O Sindicato dos Professores do Estado de Minas Gerais (Sinpro Minas) informou que os docentes vão realizar um ato em frente ao Tribunal Regional do Trabalho (TRT) durante a audiência de mediação marcada para segunda-feira (21), às 14h30. O encontro vai discutir a situação da campanha salarial.
A categoria defende a renovação da convenção atual sem alterações e pede reajuste salarial com base no Índice Nacional de Preços ao Consumidor (INPC), de 3,77%. O documento, que hoje é único, estabelece os direitos dos professores de todas as etapas de ensino.
Próximos passos
Uma nova assembleia está marcada para terça-feira (22), às 9h30. Os professores vão avaliar a continuidade da paralisação.
De acordo com o Sinpro Minas, os donos de escolas afirmam que só vão fechar um acordo da campanha salarial se os docentes aceitarem a divisão da convenção. Para os professores, a mudança reduz a capacidade de negociação coletiva e pode abrir espaço para novos ataques a conquistas históricas, como bolsas de estudos e isonomia salarial.

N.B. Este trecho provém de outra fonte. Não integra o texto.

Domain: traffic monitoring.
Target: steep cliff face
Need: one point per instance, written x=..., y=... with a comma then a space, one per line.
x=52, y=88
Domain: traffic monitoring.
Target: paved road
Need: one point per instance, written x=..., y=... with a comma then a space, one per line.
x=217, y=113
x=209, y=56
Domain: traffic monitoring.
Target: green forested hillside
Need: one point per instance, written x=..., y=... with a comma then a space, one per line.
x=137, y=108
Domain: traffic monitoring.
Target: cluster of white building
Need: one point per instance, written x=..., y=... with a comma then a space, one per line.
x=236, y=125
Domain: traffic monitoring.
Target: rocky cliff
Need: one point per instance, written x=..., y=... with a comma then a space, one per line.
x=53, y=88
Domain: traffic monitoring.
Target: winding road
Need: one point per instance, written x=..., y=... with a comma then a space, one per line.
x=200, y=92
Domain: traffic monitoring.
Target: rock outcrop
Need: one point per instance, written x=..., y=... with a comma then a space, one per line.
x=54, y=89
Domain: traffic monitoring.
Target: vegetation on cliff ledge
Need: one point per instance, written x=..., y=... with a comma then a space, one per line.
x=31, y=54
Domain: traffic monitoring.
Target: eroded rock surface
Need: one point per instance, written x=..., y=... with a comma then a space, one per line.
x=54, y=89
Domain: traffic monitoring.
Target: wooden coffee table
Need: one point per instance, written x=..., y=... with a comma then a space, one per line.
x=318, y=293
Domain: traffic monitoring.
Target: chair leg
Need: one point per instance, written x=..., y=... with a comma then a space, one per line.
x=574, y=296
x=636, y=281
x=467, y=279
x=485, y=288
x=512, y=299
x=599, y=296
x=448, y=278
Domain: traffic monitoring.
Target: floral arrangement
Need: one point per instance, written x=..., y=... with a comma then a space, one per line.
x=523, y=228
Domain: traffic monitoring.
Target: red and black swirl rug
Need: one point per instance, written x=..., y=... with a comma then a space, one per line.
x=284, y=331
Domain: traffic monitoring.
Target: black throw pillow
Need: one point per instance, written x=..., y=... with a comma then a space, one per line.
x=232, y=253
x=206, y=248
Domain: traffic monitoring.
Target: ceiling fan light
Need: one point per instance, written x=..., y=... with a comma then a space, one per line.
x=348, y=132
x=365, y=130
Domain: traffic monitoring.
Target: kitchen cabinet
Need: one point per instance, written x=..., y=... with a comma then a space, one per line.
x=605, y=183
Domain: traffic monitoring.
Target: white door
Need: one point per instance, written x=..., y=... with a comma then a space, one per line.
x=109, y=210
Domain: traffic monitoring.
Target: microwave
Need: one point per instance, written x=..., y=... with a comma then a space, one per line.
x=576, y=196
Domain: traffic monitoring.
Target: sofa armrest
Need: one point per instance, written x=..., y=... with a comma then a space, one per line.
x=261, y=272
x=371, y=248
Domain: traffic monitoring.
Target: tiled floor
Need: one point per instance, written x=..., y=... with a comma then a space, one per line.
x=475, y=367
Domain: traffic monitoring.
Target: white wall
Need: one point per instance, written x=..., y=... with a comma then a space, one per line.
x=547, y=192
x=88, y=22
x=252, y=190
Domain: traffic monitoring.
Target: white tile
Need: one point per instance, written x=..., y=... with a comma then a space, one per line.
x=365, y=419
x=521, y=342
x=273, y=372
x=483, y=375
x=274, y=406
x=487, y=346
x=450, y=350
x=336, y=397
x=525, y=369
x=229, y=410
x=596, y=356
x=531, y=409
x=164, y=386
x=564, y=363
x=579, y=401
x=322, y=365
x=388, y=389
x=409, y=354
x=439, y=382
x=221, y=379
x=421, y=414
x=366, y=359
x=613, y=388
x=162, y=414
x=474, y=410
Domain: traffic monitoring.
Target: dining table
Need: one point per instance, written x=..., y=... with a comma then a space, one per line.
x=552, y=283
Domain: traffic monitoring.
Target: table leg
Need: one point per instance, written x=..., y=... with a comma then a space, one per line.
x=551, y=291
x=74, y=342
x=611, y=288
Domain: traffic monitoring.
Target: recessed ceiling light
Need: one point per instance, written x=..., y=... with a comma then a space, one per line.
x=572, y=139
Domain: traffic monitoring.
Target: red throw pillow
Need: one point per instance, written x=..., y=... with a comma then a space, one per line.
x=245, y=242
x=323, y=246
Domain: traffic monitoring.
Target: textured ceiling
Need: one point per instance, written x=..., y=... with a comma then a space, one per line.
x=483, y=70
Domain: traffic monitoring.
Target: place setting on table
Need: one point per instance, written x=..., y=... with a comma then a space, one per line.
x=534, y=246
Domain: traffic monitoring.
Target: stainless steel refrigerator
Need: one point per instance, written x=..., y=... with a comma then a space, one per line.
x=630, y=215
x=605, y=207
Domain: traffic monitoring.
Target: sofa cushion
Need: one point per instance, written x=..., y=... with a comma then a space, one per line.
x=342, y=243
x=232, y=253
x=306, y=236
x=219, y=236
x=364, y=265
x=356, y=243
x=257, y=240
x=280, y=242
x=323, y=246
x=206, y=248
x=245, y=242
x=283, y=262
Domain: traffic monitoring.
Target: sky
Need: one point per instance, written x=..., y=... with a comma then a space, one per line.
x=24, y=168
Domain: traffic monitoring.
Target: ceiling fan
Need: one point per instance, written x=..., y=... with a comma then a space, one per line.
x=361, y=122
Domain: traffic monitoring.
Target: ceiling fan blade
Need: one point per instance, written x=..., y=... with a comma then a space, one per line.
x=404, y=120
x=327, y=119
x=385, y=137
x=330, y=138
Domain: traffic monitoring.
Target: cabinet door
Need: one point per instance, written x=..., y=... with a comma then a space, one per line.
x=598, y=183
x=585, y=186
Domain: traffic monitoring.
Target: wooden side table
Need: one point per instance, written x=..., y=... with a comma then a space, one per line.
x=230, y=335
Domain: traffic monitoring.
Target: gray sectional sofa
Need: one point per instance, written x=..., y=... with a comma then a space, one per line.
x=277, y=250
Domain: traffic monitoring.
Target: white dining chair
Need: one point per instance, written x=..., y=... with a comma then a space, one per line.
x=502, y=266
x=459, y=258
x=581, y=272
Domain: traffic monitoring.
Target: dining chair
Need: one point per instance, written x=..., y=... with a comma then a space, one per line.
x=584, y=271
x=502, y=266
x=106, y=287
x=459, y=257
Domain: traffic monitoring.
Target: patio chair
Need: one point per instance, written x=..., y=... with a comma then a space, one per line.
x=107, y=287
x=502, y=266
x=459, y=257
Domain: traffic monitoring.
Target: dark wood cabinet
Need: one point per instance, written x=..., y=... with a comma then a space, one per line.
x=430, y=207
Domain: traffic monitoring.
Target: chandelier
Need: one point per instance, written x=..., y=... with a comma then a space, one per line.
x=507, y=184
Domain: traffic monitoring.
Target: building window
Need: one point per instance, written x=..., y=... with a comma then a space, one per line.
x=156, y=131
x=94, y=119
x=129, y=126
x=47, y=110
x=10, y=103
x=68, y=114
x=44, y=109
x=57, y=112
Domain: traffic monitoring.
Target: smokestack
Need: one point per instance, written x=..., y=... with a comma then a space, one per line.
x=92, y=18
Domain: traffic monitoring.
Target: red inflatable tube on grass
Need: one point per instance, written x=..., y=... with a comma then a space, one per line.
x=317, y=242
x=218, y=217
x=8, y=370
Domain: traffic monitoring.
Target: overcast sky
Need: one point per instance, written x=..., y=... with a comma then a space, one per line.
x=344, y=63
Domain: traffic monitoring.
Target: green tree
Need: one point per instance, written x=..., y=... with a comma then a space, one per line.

A presidente do sindicato, Valéria Morato, afirmou que a categoria está aberta ao diálogo, mas que o sindicato patronal estaria tentando impor a divisão como condição para negociar. Ela também disse que os professores apresentaram, nas primeiras rodadas, uma pauta com mais de 10 pontos de valorização da carreira docente.
Segundo o sindicato, a paralisação também defende direitos como férias coletivas, adicional extraclasse e isonomia salarial. O Sinpro Minas afirma ainda que, sem uma convenção assinada, algumas escolas já deixaram de aplicar direitos dos professores, incluindo as bolsas de estudos.